Three years ago I was a very recent graduate with little idea about what I wanted to do post collage. After being a student for 22 years of my life, on Desember 2014, I graduate from my collage in Institute of Risk Manajement and Insurance. I really confuse with the option to chose between the notion of doing what I loved or trying to make the highest salary posible. The problem was , I didn’t know what I loved. I hadn’t manage to consider how I would define success in the world . I had always challenge myself to relay my point of view and trying something.
And then on March 2015 I started working at Insurance Company entry-level job.At first, I planed to absord as much as the knowledge as well as experience from this company.I would try my best to do well within my given office setting, but nothing I tried held my fascination when I was off the clock. In my office hours I found my self returning to the same daily activity everyday. This is contrary with what I want.
My daily activity in my office be like worked non-stop around the clock. And the events after work or during lunch left, very little time for anything outside of work at all. Work was work . Show up, clock in. Don’t ask question. Do work. Get paid.Sometimes working weekends was the norm. And if you had work to do in the evening but had to go to a work event, you had to do both. Meaning, after the event you had to go back to the office to finish your work. And for what you have do to the company… the company only give regional minimum wage. I think this is not fair. I wanna cry a lot. I was exhauted. It was awfull.
Before making any decisions, I decided to ask my friends from the other company but same industry, if they were happy ? And I get conclution that there will be always dark side from all of all company. It’s called employee life. I think their not happy but they have to survive to get an income every month just like me.

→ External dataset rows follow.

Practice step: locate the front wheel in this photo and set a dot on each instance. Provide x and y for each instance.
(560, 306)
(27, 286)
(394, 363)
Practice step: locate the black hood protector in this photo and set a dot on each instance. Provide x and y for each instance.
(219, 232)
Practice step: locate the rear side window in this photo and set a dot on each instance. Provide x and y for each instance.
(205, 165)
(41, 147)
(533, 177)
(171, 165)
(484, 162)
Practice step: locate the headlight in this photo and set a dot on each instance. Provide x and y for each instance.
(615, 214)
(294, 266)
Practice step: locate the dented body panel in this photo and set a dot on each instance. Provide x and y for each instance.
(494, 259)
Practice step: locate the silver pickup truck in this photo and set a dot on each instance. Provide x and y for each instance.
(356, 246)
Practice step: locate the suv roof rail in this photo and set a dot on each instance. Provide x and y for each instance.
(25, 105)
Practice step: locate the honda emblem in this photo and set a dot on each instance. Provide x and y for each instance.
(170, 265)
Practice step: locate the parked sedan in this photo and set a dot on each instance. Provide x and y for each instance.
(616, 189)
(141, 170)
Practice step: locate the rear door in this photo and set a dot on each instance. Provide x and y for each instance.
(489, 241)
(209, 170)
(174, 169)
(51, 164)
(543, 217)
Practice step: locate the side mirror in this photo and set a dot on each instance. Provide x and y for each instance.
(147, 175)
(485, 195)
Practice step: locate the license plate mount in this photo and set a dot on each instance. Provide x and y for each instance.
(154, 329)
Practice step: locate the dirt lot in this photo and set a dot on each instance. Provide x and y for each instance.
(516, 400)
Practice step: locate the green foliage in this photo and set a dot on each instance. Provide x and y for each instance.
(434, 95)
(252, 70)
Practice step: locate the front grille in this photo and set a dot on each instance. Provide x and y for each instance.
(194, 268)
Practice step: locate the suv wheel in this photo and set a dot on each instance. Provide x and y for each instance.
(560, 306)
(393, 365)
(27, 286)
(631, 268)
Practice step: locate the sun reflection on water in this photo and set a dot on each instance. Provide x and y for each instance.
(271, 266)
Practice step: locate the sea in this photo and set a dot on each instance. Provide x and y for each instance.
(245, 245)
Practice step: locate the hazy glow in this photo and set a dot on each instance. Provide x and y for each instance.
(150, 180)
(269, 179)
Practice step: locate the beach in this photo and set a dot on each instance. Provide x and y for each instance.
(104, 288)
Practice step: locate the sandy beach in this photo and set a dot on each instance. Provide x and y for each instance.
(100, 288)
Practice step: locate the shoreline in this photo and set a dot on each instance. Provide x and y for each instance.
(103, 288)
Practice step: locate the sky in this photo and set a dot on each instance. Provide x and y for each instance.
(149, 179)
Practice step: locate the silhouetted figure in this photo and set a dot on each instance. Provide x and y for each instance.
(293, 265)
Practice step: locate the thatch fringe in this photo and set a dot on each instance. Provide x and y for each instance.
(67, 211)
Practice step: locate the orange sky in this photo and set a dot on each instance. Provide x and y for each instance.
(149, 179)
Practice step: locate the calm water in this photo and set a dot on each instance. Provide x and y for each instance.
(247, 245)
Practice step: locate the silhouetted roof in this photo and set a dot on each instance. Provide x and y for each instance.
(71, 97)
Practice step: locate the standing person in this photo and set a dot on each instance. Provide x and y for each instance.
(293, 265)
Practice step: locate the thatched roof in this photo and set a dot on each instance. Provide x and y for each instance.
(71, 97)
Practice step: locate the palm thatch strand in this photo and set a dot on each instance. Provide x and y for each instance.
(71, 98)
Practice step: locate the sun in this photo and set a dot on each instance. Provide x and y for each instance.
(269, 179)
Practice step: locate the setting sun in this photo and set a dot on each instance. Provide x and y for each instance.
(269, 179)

From my very non-scientific research, I decided that this stress and workload was not short-term. So I decide to quit from this industry.
I don’t regret my time working in insurance company because I never would’ve been so grateful for my job now. I’m truly enormously grateful for my job. In general, I’m not one to say “no regrets” in life – I have regrets (and that’s okay). But this job is not one of my regrets. I went to insurance collage , working in insurance industry and, I figured out that it wasn’t for me. but I’m glad I took the job. But, I’m also glad I quit.
A lot of people tell me that quitting was courageous, but I disagree – for me, quitting was the only option to pursue a happy life. And I’m so glad I’m happily pursuing a career as blogger, writer and online entrepreneur.